Lanostrafamigliaribelle

La prima notte che hai dormito in questa casa gialla, la tua mamma aveva preparato tutto alla perfezione. Il tuo lettino bianco, il piumone con le volpi ed una piccola luce rosa.
Era la nostra prima notte insieme, in un periodo in cui il tuo gioco preferito era mettermi alla prova.
Non credo per gelosia nei confronti di Gaia, quanto piuttosto per vedere fin dove sarei riuscito a spingermi.
Per esser certa che non me ne sarei andato anche io, insomma.
Quella sera la tua mamma, dopo averti lavato i denti, si era seduta vicino al tuo letto leggendoti ad alta voce la storia di Cappuccetto Rosso, imitando con la voce i personaggi ed il rumore del vento.

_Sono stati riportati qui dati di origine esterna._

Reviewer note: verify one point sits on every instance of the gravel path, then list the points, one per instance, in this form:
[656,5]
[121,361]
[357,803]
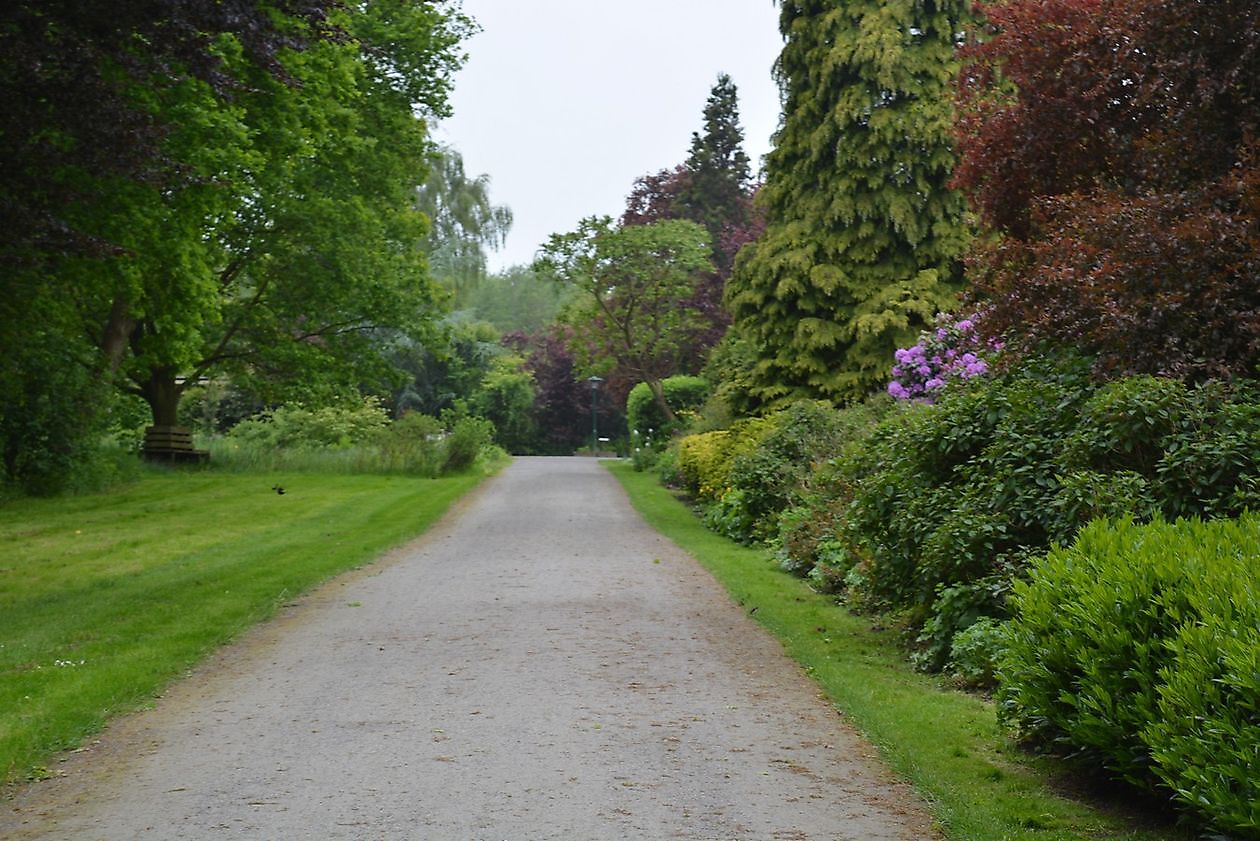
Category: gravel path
[542,665]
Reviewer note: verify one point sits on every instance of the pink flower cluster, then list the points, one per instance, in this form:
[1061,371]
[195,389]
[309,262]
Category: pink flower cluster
[953,351]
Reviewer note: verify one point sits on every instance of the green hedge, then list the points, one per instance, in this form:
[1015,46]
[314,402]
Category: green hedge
[1138,649]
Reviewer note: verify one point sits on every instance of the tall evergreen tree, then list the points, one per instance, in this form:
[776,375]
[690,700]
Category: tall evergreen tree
[863,233]
[717,184]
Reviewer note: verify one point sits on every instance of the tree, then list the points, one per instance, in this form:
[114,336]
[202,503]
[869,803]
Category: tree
[634,283]
[712,188]
[101,104]
[517,300]
[1111,146]
[463,222]
[864,236]
[562,401]
[303,247]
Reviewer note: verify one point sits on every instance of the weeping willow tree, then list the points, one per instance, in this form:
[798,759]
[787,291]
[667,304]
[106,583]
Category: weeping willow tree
[863,235]
[464,222]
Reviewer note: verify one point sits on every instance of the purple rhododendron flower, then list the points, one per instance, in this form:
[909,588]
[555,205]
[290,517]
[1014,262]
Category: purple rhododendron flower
[950,351]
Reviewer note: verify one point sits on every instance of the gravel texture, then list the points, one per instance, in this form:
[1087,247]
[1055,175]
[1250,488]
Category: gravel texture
[541,665]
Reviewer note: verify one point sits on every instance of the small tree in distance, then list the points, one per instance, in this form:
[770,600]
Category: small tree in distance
[634,284]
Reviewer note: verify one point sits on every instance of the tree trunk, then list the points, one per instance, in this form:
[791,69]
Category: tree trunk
[658,392]
[163,392]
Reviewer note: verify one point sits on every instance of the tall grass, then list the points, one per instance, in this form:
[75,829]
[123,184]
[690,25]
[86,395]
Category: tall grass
[948,744]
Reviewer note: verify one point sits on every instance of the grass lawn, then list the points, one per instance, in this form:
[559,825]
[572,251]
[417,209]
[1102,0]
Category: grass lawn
[105,599]
[944,742]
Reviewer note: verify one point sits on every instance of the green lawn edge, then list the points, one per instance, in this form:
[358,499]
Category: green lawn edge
[945,743]
[106,599]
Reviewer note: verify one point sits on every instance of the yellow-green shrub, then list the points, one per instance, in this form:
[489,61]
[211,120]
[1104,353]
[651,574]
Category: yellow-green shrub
[1138,648]
[704,460]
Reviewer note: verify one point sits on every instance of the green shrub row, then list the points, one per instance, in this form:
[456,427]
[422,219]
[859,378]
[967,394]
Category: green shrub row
[647,423]
[936,513]
[940,507]
[1138,648]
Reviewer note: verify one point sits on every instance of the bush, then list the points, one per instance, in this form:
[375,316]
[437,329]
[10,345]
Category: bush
[770,477]
[295,426]
[1137,649]
[975,652]
[704,460]
[644,416]
[413,444]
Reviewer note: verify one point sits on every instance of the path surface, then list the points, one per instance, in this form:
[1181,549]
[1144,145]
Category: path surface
[541,666]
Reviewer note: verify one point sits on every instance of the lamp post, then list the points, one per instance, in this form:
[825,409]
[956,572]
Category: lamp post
[595,424]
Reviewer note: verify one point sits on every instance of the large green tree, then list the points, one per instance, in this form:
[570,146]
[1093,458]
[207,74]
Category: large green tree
[464,222]
[718,178]
[102,105]
[863,233]
[297,242]
[635,284]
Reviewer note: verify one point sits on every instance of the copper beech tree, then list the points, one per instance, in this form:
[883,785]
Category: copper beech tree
[1114,149]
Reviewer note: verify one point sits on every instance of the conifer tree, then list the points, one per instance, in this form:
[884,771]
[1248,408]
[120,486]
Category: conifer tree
[863,237]
[717,183]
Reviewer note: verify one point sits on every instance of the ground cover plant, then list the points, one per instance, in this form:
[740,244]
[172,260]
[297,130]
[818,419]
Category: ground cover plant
[930,511]
[946,743]
[107,598]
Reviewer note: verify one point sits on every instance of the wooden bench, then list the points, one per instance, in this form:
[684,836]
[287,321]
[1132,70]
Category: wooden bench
[171,444]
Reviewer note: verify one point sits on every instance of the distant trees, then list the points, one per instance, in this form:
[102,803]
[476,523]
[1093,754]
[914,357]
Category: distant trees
[864,236]
[207,187]
[463,222]
[1114,146]
[713,188]
[635,283]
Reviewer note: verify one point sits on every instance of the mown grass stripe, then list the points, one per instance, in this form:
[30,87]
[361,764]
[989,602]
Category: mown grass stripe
[106,599]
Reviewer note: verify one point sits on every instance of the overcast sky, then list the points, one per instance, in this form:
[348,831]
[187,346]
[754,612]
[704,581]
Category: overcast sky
[565,102]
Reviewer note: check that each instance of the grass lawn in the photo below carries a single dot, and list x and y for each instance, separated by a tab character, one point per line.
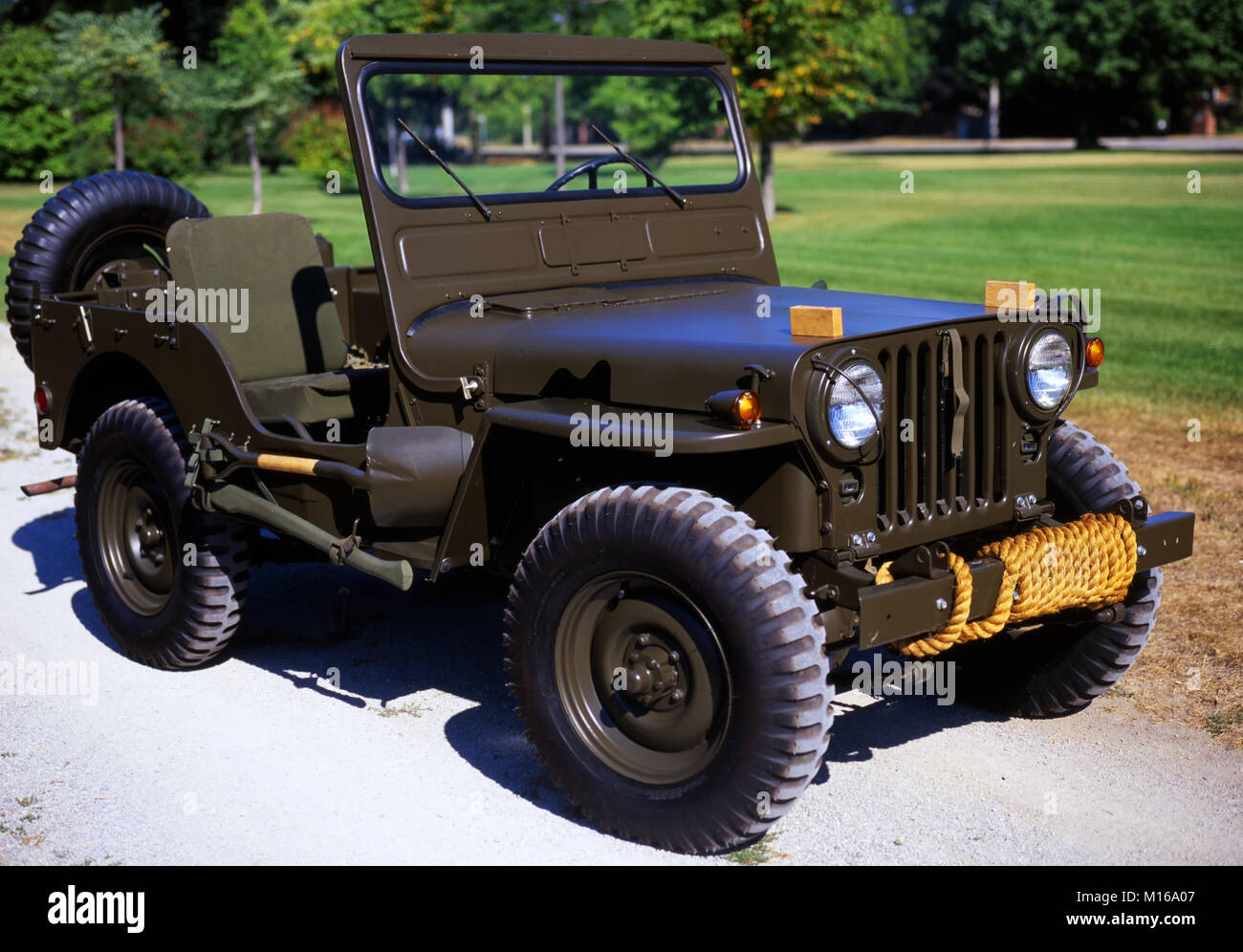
1168	264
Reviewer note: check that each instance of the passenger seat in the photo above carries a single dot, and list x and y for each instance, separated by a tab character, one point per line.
291	359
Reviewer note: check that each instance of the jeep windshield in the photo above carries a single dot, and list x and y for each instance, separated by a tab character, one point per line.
526	133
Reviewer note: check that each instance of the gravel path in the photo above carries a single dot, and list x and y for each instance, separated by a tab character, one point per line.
359	725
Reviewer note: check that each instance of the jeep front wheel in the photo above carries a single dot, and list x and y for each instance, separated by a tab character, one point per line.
667	666
1064	663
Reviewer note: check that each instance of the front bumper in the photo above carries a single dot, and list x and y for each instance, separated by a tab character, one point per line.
921	601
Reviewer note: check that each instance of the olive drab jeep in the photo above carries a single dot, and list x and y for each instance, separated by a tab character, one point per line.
705	487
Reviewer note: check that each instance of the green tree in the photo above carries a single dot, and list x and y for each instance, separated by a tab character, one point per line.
1090	67
122	53
796	62
33	136
257	82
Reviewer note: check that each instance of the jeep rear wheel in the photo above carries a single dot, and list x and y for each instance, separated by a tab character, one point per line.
667	666
86	231
168	580
1064	663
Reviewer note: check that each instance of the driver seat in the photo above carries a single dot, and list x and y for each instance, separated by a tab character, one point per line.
291	359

E tu, concentrata, indicavi con il dito i disegni di ogni pagina, controllando con la coda dell’occhio che io me ne stessi lì, fermo, senza rovinare quel momento tutto vostro.
Alla fine della storia ricordo di essermi avvicinato, di averti accarezzato i capelli dandoti un bacio sulla fronte.

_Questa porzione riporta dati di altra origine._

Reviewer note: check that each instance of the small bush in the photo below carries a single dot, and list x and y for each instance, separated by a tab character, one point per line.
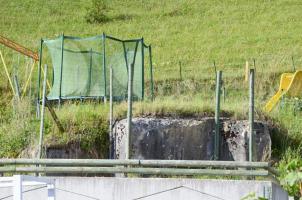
96	13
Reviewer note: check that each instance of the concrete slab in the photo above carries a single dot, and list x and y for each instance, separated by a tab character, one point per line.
110	188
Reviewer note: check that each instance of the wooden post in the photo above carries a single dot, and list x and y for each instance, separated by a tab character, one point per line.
42	114
217	112
251	116
129	114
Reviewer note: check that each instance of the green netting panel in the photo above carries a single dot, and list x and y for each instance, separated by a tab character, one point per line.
78	68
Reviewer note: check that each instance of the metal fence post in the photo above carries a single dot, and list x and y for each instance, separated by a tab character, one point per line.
151	73
251	115
111	146
61	72
42	114
180	71
217	112
39	78
293	62
104	66
129	113
17	191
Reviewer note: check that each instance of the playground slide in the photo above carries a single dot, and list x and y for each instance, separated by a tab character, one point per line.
290	85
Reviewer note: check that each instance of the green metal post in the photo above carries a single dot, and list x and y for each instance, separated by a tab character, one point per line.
129	113
104	66
39	78
18	93
61	72
111	149
251	115
151	73
217	113
293	62
180	71
143	68
90	71
42	114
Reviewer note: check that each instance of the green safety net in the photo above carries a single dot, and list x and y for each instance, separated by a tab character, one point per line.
81	67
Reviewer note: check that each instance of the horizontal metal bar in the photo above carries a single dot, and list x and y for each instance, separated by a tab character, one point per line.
133	162
151	171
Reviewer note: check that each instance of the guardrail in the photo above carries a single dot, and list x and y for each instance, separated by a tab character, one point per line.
150	167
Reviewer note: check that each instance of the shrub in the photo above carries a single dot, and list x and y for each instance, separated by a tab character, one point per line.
96	13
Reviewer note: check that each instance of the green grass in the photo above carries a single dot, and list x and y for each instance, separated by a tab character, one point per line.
194	33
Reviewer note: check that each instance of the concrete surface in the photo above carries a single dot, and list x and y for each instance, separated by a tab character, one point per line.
109	188
190	139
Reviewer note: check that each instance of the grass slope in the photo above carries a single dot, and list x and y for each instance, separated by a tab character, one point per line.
194	33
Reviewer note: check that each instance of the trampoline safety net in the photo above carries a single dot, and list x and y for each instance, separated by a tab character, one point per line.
81	67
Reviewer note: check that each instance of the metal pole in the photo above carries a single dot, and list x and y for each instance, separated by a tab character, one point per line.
215	67
42	114
180	71
134	162
61	72
129	114
143	68
217	112
39	78
137	170
17	181
294	67
251	116
104	66
111	146
151	73
18	93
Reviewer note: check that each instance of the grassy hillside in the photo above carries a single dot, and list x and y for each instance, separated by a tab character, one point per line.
195	33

Mi hai salutato senza sorridere e sei tornata tra le braccia della tua mamma.
Da quel giorno ho contato altri trecento saluti senza sorriso ed altrettante carezze ai tuoi capelli, ogni volta sperando di essere riuscito a ricavarmi un piccolo spazio in quel cuoricino che aveva solo bisogno di essere rassicurato.

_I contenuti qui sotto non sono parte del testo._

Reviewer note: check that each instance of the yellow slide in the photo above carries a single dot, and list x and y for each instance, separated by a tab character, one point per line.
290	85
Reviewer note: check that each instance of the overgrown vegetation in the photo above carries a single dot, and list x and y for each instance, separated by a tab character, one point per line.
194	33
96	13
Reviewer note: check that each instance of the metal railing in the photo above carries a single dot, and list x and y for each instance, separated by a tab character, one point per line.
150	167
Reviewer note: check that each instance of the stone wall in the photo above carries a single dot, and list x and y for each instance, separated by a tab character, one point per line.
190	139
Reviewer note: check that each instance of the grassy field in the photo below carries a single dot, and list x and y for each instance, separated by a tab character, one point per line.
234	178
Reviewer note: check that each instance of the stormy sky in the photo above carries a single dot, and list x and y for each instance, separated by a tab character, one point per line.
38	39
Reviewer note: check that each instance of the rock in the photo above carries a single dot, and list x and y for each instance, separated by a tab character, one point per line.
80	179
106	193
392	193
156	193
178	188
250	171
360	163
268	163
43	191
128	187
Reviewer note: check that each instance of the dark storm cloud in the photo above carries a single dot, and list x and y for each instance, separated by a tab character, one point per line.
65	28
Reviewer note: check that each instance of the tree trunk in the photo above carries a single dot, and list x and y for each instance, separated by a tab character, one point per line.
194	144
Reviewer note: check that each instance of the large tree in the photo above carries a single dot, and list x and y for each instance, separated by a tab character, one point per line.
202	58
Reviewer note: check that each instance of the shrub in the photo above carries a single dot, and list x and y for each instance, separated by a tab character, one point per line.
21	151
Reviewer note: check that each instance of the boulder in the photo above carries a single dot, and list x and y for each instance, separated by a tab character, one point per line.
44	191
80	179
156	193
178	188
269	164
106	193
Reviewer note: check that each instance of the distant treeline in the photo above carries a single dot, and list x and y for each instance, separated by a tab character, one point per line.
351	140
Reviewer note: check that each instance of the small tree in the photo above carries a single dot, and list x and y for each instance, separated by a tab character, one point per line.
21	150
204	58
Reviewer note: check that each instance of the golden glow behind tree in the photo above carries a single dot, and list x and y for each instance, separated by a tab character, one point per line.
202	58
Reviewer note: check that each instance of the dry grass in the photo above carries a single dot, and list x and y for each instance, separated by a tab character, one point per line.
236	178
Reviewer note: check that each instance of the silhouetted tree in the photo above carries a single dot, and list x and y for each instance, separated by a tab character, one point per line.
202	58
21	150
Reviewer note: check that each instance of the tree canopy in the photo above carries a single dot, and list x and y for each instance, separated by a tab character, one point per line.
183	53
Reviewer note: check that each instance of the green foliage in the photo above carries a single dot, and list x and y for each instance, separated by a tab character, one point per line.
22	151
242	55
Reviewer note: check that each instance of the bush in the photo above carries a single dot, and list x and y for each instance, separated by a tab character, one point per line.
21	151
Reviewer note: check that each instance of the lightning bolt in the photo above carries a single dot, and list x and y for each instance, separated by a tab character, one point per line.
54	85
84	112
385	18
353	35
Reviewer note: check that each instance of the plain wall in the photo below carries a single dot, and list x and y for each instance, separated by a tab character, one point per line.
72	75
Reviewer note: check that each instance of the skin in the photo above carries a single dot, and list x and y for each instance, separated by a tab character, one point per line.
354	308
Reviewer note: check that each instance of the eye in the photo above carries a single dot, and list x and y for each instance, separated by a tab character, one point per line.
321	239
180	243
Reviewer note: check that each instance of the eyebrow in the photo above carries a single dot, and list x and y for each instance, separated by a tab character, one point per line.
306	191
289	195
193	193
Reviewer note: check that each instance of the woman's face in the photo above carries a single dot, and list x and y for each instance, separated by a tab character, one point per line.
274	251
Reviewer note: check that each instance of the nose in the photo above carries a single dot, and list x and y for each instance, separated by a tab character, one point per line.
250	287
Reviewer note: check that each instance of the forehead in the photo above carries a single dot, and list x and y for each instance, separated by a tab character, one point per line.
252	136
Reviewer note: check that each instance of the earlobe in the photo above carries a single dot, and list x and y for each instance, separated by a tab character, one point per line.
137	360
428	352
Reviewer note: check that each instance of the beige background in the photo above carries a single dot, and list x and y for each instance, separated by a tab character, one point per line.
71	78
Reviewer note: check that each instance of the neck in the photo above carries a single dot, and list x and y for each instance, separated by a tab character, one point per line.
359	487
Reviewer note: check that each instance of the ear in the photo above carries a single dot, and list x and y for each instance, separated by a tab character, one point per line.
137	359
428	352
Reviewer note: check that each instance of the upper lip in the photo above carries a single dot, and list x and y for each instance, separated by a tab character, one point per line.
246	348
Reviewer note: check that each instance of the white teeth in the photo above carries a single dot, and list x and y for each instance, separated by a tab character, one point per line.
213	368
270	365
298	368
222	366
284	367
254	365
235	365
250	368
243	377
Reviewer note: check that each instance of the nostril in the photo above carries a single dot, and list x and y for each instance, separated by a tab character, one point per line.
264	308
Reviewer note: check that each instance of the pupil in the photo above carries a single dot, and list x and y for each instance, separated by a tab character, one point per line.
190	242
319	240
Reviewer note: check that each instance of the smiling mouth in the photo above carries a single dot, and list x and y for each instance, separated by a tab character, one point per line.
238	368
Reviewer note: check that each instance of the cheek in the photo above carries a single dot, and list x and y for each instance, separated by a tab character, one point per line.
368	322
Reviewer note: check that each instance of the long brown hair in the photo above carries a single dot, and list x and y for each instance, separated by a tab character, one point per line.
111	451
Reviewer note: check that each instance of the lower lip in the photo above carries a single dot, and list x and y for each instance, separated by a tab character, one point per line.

Ed è per questo motivo, Lavinia, che questo libro è tutto per te.
Per ricordati ogni giorno la strada che abbiamo percorso insieme. Per il tuo sorriso che, oggi, sa illuminare una casa intera.
E per non smettere di ricordarci ogni giorno che, “Essere felici è una scelta, ma non una scelta scontata. Soprattutto quando il mondo ti dice che «non sarebbe dovuta andare così». Perché «ribelle» non è chi cambia le cose decidendo di distruggerle ma chi cerca di rivoluzionarle in meglio. E questa è una famiglia ribelle.
Che trova sempre il motivo per brindare alla vita, festeggiando ogni piccola cosa bella.
Alzando al cielo due bicchieri di birra buona, una spremuta d’arancia e un biberon di latte caldo”.
“La nostra famiglia ribelle” edito da Garzanti non è solo un libro, ma una parte del nostro cuore che viaggerà per sempre nel mondo.